Managing concurrency

Paul Watson (101 posts)
April 5, 2016 01:49 PM
Accepted Answer

A small subset of the data warehouse extraction work involves running about 20 programs. Currently, they are being run serially from a .bat script. Overall, there are probably 150+ things that need to be run by adTempus.

SET PROG_LIST=^

prog_00.exe ^

prog_01.exe ^

prog_02.exe ^

...

prog_18.exe ^

prog_19.exe ^

prog_20.exe

 

FOR %%p IN (%PROG_LIST%) DO (

    %%~p 2>\logdir\%%~p.log

)

I would like to create separate adTempus jobs for each of these. The goal is to be able to run two or more concurrently. How "concurrent" would depend on the resources available on the system. There might be a small, 4 CPU, system for development or test, but a 12 CPU system for production.

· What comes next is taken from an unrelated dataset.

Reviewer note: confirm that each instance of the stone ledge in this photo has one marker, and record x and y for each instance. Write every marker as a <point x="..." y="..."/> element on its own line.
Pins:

I realize that load-based scheduling is not yet available in adTempus. I would like to know if there is some way I could decide on hardcoded concurrency now that could easily be managed as system resources scale?

One way to do this might be to have a job that starts programs 0, 5, 10, and 15. These, in turn, would be grouped into (0,1,2,3,4), (5,6,7,8,9)... with these running serially from responses. As the system scaled up, perhaps groups of three (3) would be possible to get faster completion.

For what I have been doing, this seems like an extremely difficult, time intensive way to manage concurrency. Is there a better way in adTempus 4.2 to do this?

Bill Staff (604 posts)
April 6, 2016 06:39 AM
Accepted Answer

You can set a limit on the number of jobs that can run concurrently in a Queue (see Limiting Job Execution). So you could assign all of these jobs to the same Queue and set a limit of 4 concurrent jobs. You can trigger all of the jobs at the same time and they will sit in the queue until an execution slot is available. If you need them to execute in a particular order you may need to create dependencies using conditions, or trigger them in the order you need them (if all jobs have the same priority, they will get executed in the order they were triggered, absent any conditions that affect them).

If you then migrate the jobs to another server with more capacity, you can just increase the limit for the queue on that server.

Paul Watson (101 posts)
April 6, 2016 07:07 AM
Accepted Answer

Thanks. This is very helpful. I will give it a try.